Masalah lainnya adalah seorang perempuan setempat sebelumnya telah “dilecehkan oleh pengungsi Rohingya.” Sejak itu, ada beberapa kasus di mana pengungsi tertangkap saat mencoba melarikan diri, dan warga terjebak dalam pelarian tersebut. “Aneh kalau ada pengungsi, tapi masyarakat Aceh bilang ada orang yang mencoba mengungsi ke Aceh, atau biang keladinya sudah kabur,” klaimnya. “Kehadiranmu membuat kami takut,” lanjutnya. Oleh karena itu, ia meminta pemerintah menerima pengungsi dari luar Aceh. “Aceh masih mempunyai adat istiadat Islam yang ketat dan apapun yang bertentangan dengan ajaran Islam jelas tidak bisa ditolerir. Mereka bersatu sebagai laki-laki dan perempuan, namun hal ini bertentangan dengan syariat Islam di Aceh.

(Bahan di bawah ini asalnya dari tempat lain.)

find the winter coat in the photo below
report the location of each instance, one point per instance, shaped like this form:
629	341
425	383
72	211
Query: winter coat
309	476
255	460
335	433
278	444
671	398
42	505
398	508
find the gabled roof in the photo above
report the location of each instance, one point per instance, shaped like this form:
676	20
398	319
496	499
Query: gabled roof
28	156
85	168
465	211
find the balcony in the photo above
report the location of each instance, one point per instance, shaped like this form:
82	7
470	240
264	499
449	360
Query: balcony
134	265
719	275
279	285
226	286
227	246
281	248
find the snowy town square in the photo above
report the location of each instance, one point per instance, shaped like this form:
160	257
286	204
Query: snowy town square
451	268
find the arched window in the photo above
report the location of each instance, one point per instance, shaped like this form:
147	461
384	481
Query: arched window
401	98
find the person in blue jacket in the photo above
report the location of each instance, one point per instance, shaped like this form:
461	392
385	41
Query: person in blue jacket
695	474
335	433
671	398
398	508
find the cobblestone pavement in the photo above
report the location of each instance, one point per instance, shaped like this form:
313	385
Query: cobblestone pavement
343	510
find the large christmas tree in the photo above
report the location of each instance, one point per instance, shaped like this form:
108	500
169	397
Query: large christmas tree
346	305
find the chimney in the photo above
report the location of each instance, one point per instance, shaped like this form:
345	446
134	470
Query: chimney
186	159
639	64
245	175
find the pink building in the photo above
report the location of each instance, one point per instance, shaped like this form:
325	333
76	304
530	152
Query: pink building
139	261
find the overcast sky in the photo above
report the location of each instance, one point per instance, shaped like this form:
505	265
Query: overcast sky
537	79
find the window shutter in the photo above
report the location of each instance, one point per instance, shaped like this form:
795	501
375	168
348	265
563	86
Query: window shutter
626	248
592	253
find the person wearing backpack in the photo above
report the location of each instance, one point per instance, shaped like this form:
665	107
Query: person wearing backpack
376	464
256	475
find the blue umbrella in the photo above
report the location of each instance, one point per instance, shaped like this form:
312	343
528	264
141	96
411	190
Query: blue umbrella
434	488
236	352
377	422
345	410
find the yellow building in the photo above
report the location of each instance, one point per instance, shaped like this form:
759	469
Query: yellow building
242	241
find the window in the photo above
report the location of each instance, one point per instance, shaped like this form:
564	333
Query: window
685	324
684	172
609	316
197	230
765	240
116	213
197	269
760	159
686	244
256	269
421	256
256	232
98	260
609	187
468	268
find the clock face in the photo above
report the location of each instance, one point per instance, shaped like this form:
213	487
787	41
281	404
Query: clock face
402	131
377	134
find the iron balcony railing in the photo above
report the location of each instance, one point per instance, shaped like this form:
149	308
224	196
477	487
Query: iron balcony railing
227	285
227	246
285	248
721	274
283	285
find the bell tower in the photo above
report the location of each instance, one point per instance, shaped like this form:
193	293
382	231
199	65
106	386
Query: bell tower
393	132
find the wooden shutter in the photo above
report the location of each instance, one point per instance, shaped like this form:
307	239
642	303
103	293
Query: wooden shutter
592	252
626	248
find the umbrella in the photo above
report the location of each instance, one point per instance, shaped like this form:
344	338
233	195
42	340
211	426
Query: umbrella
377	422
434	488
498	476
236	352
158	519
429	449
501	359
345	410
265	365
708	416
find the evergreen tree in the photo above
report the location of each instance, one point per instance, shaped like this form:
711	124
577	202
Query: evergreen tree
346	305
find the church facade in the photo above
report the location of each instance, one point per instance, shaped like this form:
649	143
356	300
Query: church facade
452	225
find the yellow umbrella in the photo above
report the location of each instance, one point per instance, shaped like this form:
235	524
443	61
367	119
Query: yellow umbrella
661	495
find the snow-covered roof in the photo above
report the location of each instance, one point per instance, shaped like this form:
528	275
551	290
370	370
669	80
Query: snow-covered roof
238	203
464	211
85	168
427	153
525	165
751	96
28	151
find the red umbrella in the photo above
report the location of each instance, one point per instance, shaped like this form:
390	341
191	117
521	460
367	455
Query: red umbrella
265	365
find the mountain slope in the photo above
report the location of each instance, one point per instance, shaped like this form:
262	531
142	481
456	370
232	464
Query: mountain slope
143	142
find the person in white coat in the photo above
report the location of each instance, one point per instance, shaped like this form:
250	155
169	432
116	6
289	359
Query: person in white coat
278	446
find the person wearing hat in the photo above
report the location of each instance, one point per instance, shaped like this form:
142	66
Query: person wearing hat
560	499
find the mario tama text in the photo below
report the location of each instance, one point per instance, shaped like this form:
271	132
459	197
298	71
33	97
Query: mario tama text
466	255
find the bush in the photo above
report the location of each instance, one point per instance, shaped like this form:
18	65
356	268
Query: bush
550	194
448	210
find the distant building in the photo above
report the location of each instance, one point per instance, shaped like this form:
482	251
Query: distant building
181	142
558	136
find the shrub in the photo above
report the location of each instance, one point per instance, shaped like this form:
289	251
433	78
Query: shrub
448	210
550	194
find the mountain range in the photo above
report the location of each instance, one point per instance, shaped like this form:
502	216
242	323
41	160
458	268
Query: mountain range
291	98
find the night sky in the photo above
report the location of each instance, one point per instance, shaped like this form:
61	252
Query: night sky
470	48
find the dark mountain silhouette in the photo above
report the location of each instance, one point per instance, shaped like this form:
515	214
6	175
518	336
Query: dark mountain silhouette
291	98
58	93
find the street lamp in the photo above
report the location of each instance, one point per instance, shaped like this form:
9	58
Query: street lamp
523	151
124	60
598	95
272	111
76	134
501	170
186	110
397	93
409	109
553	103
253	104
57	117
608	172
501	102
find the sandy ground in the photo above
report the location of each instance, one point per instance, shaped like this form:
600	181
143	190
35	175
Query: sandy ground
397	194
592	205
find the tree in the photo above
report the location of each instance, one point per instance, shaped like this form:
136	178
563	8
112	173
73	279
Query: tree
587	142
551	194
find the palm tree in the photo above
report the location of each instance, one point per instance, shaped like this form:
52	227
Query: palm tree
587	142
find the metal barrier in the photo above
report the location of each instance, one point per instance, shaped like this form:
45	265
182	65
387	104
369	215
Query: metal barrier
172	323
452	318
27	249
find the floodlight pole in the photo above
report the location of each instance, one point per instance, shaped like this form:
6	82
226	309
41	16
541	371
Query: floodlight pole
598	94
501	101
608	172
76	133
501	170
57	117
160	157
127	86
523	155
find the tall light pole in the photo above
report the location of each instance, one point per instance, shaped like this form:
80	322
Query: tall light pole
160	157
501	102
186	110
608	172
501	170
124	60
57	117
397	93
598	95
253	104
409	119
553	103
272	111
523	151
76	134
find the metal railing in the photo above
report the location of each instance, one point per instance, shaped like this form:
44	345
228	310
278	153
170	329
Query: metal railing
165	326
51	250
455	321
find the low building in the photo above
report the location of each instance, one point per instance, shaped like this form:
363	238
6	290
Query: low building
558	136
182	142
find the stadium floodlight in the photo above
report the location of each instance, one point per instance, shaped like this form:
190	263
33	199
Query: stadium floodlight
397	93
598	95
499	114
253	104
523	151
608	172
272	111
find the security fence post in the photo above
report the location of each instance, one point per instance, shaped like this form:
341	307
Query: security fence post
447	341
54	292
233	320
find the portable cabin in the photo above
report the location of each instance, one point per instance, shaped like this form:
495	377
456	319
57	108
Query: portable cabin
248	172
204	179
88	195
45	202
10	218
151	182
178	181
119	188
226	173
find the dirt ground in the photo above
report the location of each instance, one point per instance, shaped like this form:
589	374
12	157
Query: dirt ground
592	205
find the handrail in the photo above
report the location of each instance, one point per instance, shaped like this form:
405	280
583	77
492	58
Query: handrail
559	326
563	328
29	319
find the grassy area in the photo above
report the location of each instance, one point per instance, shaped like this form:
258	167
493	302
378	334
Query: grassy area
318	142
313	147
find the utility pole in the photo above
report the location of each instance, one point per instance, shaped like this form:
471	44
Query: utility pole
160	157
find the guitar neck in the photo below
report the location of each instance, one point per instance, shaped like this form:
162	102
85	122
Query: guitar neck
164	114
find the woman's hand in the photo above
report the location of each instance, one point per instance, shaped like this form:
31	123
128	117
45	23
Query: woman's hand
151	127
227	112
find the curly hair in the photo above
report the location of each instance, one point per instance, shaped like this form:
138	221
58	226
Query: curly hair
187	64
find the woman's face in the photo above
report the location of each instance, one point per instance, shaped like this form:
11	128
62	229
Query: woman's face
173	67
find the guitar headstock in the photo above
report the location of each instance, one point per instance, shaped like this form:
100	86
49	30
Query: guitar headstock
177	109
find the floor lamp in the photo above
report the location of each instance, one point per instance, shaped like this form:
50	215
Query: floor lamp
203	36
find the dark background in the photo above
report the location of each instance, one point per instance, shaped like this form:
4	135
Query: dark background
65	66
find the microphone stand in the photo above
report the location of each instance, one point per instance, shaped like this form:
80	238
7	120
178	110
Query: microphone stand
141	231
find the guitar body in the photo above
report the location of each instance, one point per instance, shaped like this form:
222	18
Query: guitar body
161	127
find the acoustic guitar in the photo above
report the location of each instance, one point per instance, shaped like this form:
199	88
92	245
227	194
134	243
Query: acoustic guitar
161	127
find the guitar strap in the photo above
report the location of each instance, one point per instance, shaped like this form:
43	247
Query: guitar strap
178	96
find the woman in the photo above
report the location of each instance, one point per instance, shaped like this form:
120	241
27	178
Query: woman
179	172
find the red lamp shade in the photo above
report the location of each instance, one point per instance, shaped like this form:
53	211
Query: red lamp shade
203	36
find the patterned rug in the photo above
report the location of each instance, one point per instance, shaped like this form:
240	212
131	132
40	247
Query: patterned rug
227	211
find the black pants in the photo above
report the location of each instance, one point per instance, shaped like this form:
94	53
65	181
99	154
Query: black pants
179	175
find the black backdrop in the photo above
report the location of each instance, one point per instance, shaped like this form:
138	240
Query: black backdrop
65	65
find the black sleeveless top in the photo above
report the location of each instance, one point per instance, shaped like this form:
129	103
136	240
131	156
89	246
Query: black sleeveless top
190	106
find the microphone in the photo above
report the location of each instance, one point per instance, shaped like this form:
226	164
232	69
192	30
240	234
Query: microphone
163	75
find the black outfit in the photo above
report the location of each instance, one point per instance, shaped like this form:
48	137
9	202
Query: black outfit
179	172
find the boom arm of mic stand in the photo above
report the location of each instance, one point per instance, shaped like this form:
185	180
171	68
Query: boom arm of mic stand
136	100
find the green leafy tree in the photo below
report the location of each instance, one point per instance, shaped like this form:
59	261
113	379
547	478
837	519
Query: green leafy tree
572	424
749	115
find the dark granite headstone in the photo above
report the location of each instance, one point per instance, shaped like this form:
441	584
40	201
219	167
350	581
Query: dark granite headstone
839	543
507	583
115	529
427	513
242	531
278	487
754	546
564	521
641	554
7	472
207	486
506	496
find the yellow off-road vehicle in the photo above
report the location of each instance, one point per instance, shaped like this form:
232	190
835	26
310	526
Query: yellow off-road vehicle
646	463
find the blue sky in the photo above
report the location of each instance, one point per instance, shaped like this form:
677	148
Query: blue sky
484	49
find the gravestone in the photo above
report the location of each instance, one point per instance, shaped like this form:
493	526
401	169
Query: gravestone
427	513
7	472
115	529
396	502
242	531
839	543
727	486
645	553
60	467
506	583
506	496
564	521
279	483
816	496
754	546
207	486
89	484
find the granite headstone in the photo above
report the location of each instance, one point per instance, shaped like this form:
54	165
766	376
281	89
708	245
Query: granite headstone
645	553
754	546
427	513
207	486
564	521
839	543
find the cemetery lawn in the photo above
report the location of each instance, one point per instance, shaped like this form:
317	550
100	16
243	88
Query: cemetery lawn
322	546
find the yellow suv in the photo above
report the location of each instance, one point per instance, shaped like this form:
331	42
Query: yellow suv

Dilihat dari tinjauan hukum Indonesia memiliki beberapa peraturan terkait pengungsi. Peraturan Presiden Nomor 125 Tahun 2016 tentang Penanganan Pengungsi dari Luar Negeri mengatur tentang deteksi, penampungan, serta perlindungan pencari suaka dan pengungsi. Selain itu, Peraturan Direktur Jenderal Imigrasi Nomor IMI-0352.GR.02.07 juga mengatur tentang kewajiban pengungsi untuk taat pada peraturan yang berlaku di Indonesia, termasuk tidak boleh mencari kerja atau melakukan kegiatan yang berhubungan dengan penghasilan. Pemerintah Indonesia bekerja sama dengan UNHCR dalam menyelesaikan permasalahan pengungsi di Indonesia, dan menegaskan bahwa Indonesia bukan negara transit bagi pengungsi. Pencarian sebuah solusi jangka panjang yang layak bagi setiap pengungsi merupakan sebuah proses yang melibatkan berbagai pertimbangan mengenai penempatan di negara ketiga, pemulangan sukarela, atau integrasi lokal di negara pemberi suaka.